Studies on a nucleoprotein prepared from rat liver polysomes by digestion with T₁ ribonuclease

1. Treatment of rat liver polysomes in a buffer containing 2·5mm-magnesium chloride with T₁ ribonuclease at a concentration of 330units/ml. of reaction medium at 37° for 2hr. leads to the production of an insoluble nucleoprotein. 2. On the bases of analysis for protein and RNA and of u.v.-absorption spectra the nucleoprotein appears to have lost approx. 60% of the structural RNA originally present in the ribosome. Degradation of ³H-labelled polysomes (structural RNA labelled with orotic acid) with T₁ ribonuclease leads to nucleoprotein preparations retaining approx. 30% of the radioactivity originally present in the polysomes. By means of sucrose-density-gradient centrifugation it is shown that the nucleoprotein preparations are free of single 73s ribosomes and ribosomal subunits. No evidence for the presence of 28s and 18s structural RNA was obtained on examination of extracted nucleoprotein-particle RNA by means of sucrose-density-gradient centrifugation. 3. Digestion of washed polysomes carrying ¹⁴C-labelled nascent peptide chains with T₁ ribonuclease gives a nucleoprotein particle that retains approx. 70% of the original labelled chains.

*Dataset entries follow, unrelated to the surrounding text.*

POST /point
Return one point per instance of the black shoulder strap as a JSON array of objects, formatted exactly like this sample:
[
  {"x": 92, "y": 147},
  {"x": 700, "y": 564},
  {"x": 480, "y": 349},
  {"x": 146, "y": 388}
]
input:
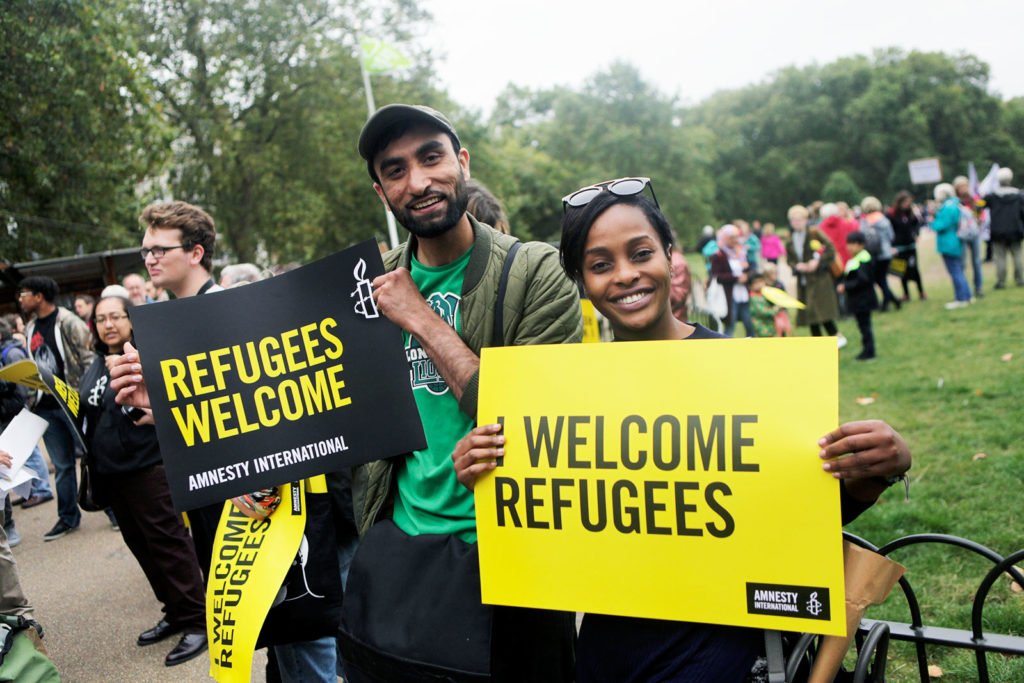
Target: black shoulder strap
[{"x": 498, "y": 335}]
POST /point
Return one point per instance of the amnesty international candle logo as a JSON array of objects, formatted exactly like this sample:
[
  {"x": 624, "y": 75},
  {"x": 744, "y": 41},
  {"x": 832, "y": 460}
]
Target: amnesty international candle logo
[
  {"x": 364, "y": 294},
  {"x": 709, "y": 503},
  {"x": 275, "y": 381}
]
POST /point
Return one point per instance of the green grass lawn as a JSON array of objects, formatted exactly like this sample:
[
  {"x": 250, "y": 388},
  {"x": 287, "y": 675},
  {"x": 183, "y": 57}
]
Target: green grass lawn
[{"x": 941, "y": 381}]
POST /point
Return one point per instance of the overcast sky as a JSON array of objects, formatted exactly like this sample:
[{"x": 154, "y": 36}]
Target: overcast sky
[{"x": 691, "y": 49}]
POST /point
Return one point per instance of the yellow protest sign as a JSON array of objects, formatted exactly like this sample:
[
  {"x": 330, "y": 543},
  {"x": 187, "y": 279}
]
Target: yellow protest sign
[
  {"x": 671, "y": 479},
  {"x": 250, "y": 560},
  {"x": 591, "y": 328},
  {"x": 25, "y": 373}
]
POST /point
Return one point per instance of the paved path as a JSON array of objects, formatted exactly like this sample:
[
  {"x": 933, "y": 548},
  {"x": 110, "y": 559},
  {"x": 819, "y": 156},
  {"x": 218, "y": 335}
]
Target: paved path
[{"x": 93, "y": 600}]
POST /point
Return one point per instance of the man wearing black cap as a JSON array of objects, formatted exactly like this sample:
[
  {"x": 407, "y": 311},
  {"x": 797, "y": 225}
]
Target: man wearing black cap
[{"x": 413, "y": 601}]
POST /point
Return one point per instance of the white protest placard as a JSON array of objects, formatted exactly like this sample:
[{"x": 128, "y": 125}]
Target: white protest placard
[{"x": 925, "y": 171}]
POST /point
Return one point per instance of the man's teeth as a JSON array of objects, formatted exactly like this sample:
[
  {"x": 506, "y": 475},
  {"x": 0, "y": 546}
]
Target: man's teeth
[{"x": 424, "y": 204}]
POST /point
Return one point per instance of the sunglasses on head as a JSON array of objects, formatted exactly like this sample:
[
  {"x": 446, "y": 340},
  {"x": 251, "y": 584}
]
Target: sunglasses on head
[{"x": 620, "y": 187}]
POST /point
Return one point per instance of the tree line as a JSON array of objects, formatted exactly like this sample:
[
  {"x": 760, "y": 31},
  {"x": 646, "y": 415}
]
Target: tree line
[{"x": 252, "y": 110}]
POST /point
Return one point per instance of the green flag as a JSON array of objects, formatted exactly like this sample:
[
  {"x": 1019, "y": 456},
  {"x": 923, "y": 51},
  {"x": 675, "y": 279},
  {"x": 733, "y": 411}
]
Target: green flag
[{"x": 381, "y": 57}]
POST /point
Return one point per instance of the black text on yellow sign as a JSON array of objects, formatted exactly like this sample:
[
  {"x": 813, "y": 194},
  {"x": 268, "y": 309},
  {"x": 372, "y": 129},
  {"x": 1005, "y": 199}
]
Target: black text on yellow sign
[
  {"x": 664, "y": 480},
  {"x": 303, "y": 365},
  {"x": 667, "y": 443}
]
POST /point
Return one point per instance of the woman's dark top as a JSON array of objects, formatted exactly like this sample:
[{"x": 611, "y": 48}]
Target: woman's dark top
[{"x": 117, "y": 445}]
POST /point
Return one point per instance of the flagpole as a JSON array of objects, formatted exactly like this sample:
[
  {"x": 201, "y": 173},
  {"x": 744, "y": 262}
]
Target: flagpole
[{"x": 392, "y": 229}]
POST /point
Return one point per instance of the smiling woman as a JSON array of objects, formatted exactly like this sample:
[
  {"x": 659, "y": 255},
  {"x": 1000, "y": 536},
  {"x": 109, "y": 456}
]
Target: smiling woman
[{"x": 615, "y": 242}]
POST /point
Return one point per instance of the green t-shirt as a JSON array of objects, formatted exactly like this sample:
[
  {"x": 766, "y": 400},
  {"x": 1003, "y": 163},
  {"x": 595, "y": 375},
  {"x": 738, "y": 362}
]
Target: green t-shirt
[{"x": 430, "y": 500}]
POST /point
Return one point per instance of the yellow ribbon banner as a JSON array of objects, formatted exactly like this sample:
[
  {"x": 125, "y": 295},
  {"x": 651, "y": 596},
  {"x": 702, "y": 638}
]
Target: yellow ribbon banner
[
  {"x": 675, "y": 479},
  {"x": 251, "y": 558}
]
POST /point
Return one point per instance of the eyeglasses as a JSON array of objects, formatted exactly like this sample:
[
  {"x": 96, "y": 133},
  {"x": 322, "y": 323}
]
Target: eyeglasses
[
  {"x": 620, "y": 187},
  {"x": 158, "y": 252},
  {"x": 113, "y": 317}
]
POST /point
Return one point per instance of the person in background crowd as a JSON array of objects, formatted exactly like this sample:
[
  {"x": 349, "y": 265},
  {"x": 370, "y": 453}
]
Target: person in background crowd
[
  {"x": 858, "y": 285},
  {"x": 155, "y": 293},
  {"x": 135, "y": 285},
  {"x": 783, "y": 326},
  {"x": 1006, "y": 207},
  {"x": 879, "y": 235},
  {"x": 970, "y": 231},
  {"x": 13, "y": 398},
  {"x": 682, "y": 283},
  {"x": 945, "y": 224},
  {"x": 17, "y": 327},
  {"x": 906, "y": 223},
  {"x": 128, "y": 473},
  {"x": 60, "y": 341},
  {"x": 240, "y": 273},
  {"x": 814, "y": 213},
  {"x": 810, "y": 253},
  {"x": 771, "y": 246},
  {"x": 836, "y": 228},
  {"x": 485, "y": 207},
  {"x": 752, "y": 243},
  {"x": 707, "y": 236},
  {"x": 730, "y": 267},
  {"x": 612, "y": 246},
  {"x": 709, "y": 249},
  {"x": 83, "y": 306}
]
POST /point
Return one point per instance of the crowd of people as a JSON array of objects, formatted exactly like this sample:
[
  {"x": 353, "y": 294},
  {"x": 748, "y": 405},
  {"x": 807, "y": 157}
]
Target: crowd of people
[
  {"x": 403, "y": 529},
  {"x": 843, "y": 258}
]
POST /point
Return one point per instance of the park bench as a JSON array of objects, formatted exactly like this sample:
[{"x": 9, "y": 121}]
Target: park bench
[{"x": 922, "y": 635}]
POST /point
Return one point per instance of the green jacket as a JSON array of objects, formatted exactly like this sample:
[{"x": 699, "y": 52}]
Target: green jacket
[{"x": 542, "y": 306}]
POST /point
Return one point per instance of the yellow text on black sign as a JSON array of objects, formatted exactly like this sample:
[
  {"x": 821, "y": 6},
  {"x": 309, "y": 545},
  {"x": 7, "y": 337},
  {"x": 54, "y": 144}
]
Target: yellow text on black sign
[
  {"x": 298, "y": 374},
  {"x": 671, "y": 504}
]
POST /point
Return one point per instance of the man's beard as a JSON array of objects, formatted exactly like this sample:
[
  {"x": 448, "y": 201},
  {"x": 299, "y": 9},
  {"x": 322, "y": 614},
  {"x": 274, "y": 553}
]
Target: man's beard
[{"x": 434, "y": 227}]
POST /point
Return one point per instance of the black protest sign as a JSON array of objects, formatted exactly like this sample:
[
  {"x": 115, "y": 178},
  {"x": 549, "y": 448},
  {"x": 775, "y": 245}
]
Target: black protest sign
[{"x": 275, "y": 381}]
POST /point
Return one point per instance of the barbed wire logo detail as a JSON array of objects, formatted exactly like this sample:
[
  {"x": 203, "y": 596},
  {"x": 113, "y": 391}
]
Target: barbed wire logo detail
[
  {"x": 813, "y": 604},
  {"x": 365, "y": 304}
]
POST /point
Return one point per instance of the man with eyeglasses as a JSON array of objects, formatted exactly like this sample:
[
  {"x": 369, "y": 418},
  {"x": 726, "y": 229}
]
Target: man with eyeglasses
[
  {"x": 441, "y": 288},
  {"x": 59, "y": 340}
]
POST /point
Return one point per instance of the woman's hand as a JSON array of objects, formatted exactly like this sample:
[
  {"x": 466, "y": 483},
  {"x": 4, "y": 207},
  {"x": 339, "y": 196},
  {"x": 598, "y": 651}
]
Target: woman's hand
[
  {"x": 863, "y": 454},
  {"x": 475, "y": 454},
  {"x": 126, "y": 379}
]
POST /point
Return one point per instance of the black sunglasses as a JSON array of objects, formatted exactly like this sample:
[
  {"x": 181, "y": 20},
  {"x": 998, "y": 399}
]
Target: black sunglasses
[{"x": 620, "y": 187}]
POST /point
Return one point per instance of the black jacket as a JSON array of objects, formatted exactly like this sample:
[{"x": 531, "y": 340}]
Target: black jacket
[
  {"x": 116, "y": 444},
  {"x": 859, "y": 283},
  {"x": 1006, "y": 207}
]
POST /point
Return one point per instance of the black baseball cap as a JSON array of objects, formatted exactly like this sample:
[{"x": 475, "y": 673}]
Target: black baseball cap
[{"x": 390, "y": 116}]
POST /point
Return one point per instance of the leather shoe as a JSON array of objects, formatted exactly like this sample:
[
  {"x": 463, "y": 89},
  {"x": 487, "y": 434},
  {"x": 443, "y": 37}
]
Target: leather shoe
[
  {"x": 189, "y": 647},
  {"x": 158, "y": 633},
  {"x": 33, "y": 501}
]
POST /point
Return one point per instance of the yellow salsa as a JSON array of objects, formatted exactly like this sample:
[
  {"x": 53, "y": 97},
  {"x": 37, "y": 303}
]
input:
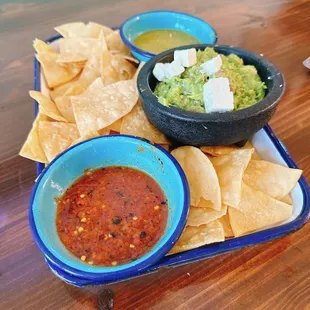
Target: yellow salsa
[{"x": 157, "y": 41}]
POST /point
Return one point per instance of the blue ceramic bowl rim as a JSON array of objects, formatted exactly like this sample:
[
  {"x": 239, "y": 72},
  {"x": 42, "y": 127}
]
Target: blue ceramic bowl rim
[
  {"x": 273, "y": 97},
  {"x": 127, "y": 272},
  {"x": 148, "y": 54}
]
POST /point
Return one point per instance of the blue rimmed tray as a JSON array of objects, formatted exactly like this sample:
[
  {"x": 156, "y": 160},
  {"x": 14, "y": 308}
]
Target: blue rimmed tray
[{"x": 269, "y": 147}]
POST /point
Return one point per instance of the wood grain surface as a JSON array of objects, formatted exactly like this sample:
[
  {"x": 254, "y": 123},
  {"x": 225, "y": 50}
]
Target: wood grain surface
[{"x": 274, "y": 275}]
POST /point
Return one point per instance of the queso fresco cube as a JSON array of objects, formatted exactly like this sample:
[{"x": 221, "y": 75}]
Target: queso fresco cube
[{"x": 217, "y": 96}]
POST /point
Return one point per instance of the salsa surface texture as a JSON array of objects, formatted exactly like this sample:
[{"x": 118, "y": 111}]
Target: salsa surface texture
[{"x": 111, "y": 215}]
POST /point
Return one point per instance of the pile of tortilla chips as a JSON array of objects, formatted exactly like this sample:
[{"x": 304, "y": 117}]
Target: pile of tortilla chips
[
  {"x": 233, "y": 192},
  {"x": 91, "y": 91}
]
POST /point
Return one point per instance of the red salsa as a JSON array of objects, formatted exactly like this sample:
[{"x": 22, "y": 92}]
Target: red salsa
[{"x": 111, "y": 215}]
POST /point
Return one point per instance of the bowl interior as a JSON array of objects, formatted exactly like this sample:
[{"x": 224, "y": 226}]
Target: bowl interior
[
  {"x": 248, "y": 59},
  {"x": 100, "y": 152},
  {"x": 267, "y": 71},
  {"x": 148, "y": 21}
]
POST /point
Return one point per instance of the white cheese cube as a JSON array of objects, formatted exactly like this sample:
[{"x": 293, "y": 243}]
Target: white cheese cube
[
  {"x": 211, "y": 66},
  {"x": 217, "y": 96},
  {"x": 173, "y": 69},
  {"x": 159, "y": 71},
  {"x": 187, "y": 58}
]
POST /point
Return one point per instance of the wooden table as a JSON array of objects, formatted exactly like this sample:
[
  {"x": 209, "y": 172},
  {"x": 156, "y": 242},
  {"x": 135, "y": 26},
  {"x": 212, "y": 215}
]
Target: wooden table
[{"x": 275, "y": 275}]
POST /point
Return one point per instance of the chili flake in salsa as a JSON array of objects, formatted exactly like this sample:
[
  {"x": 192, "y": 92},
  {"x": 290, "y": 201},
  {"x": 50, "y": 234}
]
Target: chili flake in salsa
[{"x": 111, "y": 215}]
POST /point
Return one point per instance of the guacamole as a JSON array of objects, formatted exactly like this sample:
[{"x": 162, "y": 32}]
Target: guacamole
[{"x": 186, "y": 91}]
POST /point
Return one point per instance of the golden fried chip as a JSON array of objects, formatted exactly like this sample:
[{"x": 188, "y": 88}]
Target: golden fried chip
[
  {"x": 165, "y": 146},
  {"x": 203, "y": 181},
  {"x": 194, "y": 237},
  {"x": 219, "y": 150},
  {"x": 116, "y": 126},
  {"x": 136, "y": 123},
  {"x": 200, "y": 216},
  {"x": 72, "y": 88},
  {"x": 100, "y": 106},
  {"x": 47, "y": 106},
  {"x": 92, "y": 69},
  {"x": 55, "y": 73},
  {"x": 71, "y": 29},
  {"x": 230, "y": 169},
  {"x": 222, "y": 150},
  {"x": 79, "y": 46},
  {"x": 64, "y": 106},
  {"x": 55, "y": 137},
  {"x": 104, "y": 131},
  {"x": 115, "y": 43},
  {"x": 135, "y": 77},
  {"x": 75, "y": 59},
  {"x": 257, "y": 210},
  {"x": 274, "y": 180},
  {"x": 93, "y": 30},
  {"x": 90, "y": 135},
  {"x": 32, "y": 147},
  {"x": 132, "y": 59},
  {"x": 224, "y": 220},
  {"x": 116, "y": 68},
  {"x": 287, "y": 199},
  {"x": 42, "y": 47}
]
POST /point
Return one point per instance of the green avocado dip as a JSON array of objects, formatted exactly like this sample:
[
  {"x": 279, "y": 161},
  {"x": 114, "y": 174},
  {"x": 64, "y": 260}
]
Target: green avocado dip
[{"x": 186, "y": 90}]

Treatment of labelled nucleoprotein particles with 1mm-puromycin in the absence of transfer factors releases 20% of the labelled chains. Addition of GTP (0·48μmole) increases this release to 37%. 4. Treatment of nucleoprotein particles carrying ¹⁴C-labelled peptide chains with either EDTA (50mm) or ammonium chloride (0·5m) brings about a small release of labelled material (approx. 15%). 5. Disruption of nucleoprotein particles carrying ¹⁴C-labelled peptide chains with either sodium dodecyl sulphate or 2m-lithium chloride, followed by addition of transfer RNA as marker and chromatography on Sephadex G-200, show in both cases that considerable amounts of labelled peptide material move well ahead of the added transfer RNA marker. Further, if nucleoprotein particles carrying labelled peptide chains are treated with 0·3m-potassium hydroxide at 20° for 24 hr., neutralized to pH7·6, and then chromatographed on Sephadex G-200, the labelled peptide material moves much closer to the added transfer RNA marker. These results suggest that a proportion of the nascent ¹⁴C-labelled peptides on the nucleoprotein are attached to transfer RNA or large fragments of transfer RNA. 6. [³H]Polyuridylic acid binds to nucleoprotein particles in 1mm-magnesium chloride. The rate of binding is rapid when measured at 20°.